I woke on December 3, 2013 with a few tears as I reached for my phone with the reminder of the date at the top of my screen. I wasn’t going to celebrate the day, but I wasn’t going to ignore it either… I was going to live it. I picked up Mom and we brought B-Dub and Ashton McDonald’s and ate lunch with them. Of course, the hot lunch menu option when we arrived was french toast… I think I have only had french toast once in the past two years and with my first bite I remembered I swore I couldn’t eat it again. The aroma of maple syrup is something I will never forget… We all have scents that conjure up memories with a vivid force no other sense can match… Mine is maple syrup.

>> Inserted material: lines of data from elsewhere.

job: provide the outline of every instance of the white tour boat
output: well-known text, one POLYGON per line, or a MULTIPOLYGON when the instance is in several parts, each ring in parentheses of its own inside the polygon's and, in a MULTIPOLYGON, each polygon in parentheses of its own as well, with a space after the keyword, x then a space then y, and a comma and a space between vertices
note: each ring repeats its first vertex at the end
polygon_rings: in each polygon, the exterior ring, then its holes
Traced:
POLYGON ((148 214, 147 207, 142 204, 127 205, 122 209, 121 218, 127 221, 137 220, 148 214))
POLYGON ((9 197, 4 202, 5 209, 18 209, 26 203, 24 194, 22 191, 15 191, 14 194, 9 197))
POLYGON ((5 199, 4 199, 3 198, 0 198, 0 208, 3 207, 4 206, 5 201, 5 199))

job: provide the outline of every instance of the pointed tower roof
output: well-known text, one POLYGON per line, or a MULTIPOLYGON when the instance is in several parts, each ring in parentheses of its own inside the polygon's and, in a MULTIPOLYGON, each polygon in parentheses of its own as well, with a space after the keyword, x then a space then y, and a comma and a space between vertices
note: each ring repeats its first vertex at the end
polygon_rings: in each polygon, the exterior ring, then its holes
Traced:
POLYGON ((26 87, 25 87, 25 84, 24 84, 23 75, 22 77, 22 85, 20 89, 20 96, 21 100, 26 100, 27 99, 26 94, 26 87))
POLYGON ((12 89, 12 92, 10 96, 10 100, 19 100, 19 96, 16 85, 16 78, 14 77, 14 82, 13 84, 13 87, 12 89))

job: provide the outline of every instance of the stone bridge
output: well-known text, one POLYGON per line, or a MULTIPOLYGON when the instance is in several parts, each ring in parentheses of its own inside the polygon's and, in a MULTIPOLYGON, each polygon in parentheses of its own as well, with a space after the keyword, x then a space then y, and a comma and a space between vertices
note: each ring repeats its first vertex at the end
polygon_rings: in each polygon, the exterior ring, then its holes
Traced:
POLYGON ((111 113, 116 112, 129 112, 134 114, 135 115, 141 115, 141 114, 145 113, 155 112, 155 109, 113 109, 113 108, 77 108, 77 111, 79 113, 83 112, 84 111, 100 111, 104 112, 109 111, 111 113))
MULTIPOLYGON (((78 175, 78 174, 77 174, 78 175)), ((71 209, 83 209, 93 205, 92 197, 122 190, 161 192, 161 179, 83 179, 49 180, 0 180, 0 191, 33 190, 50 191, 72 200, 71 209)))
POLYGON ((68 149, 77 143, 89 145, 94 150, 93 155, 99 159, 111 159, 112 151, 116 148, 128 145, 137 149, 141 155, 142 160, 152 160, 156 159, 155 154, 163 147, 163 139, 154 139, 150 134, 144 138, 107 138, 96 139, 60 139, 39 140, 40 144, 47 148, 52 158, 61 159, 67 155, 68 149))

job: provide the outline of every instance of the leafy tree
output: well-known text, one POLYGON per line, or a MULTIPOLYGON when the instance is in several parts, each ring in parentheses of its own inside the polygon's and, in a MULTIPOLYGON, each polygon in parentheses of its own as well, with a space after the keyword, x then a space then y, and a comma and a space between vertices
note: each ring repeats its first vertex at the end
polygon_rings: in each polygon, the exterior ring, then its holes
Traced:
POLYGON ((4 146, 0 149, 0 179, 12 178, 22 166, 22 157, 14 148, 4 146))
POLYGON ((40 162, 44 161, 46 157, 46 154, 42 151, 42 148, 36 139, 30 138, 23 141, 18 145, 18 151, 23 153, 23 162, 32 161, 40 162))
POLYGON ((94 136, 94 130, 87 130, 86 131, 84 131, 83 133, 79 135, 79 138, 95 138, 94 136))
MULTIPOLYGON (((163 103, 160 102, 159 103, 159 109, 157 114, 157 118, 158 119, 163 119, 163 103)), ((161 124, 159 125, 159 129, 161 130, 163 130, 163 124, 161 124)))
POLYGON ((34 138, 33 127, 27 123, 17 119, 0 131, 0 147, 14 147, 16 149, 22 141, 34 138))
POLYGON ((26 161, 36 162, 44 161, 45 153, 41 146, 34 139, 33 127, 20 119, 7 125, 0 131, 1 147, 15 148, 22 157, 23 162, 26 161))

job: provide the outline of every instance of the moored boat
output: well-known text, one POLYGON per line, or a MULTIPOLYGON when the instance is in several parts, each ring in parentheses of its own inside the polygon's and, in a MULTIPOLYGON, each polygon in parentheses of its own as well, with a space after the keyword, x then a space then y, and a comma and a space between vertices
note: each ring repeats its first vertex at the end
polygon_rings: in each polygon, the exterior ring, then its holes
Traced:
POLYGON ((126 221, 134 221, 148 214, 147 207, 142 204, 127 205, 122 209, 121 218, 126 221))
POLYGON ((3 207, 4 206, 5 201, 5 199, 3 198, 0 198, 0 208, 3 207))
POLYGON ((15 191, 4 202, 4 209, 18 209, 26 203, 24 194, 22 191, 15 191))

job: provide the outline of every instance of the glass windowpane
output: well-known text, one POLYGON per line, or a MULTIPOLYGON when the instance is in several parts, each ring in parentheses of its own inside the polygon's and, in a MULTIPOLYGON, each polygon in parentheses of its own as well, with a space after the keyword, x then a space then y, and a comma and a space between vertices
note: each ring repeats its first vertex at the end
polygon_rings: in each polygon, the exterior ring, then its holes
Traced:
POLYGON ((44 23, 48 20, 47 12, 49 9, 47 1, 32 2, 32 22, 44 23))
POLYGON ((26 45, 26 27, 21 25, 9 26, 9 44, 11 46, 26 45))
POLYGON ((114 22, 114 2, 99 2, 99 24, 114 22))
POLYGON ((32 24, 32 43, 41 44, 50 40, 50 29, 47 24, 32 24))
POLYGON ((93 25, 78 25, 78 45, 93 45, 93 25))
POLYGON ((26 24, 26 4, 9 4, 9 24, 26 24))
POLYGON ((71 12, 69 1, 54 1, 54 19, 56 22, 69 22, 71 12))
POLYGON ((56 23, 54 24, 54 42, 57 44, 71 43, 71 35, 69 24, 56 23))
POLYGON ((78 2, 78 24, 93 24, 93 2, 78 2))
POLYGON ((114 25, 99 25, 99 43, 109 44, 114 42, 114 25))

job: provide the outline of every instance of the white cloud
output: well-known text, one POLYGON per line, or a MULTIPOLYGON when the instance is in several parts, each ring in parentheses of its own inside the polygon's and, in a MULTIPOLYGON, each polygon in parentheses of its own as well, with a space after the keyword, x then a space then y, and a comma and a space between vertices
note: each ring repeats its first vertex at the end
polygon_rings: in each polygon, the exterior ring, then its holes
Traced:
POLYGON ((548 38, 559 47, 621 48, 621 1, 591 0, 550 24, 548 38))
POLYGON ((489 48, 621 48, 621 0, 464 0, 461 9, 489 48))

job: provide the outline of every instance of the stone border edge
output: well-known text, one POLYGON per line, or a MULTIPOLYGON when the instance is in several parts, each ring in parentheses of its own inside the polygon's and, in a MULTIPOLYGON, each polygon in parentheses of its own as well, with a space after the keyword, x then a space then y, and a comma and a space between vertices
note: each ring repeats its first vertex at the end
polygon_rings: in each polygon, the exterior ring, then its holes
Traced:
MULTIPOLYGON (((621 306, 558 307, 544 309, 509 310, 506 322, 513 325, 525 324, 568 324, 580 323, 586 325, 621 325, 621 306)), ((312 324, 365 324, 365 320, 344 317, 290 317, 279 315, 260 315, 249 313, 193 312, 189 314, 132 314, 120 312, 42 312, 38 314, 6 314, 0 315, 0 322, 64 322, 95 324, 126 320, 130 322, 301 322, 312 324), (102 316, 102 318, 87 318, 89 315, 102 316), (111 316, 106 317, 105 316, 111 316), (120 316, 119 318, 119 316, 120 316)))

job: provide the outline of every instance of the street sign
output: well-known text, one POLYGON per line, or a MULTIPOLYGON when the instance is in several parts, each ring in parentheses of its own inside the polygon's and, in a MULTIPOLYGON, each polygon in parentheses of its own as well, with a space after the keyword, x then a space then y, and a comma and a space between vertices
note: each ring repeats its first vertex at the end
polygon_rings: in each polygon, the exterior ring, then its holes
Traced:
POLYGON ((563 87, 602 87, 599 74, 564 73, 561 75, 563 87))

Following lunch Mom and I picked up Benny and Greta to go on a non-planned adventure. Let’s see where the day takes us and head towards St. Paul. We told the kids we were going to a magical place and we did… I didn’t know how magical at the time. We ended up seeing the ice rink in rice park and with one mentioning of it Benny wanted to try it so badly and I wasn’t going to stop him. We tied up the first set of skates ever to touch their feet. This was a big moment for them; a milestone in their life. I held Benny’s hands and was his full support as he stepped on the ice with determination. He was going to do this and I could have not been more proud. Just like how I feel in my grief; with each fall you get back up and keep going. Sometimes you stumble and sometimes you fall hard. With practice and time you glide with more grace, but you do know that you might plunge again and that is OK. Even the best skaters fall and the better you get the more complex things tend to get. I had to remind the kids that they were going to get better and better with more practice. They would know what to do as they learn… My reflection of the day helped me realize that falling in life can’t make you give up on the rest of the adventure. The adventure may be long and some days I wish I had a river I could skate away on, but the adventure is easier when you have the hands of family and friends holding you up.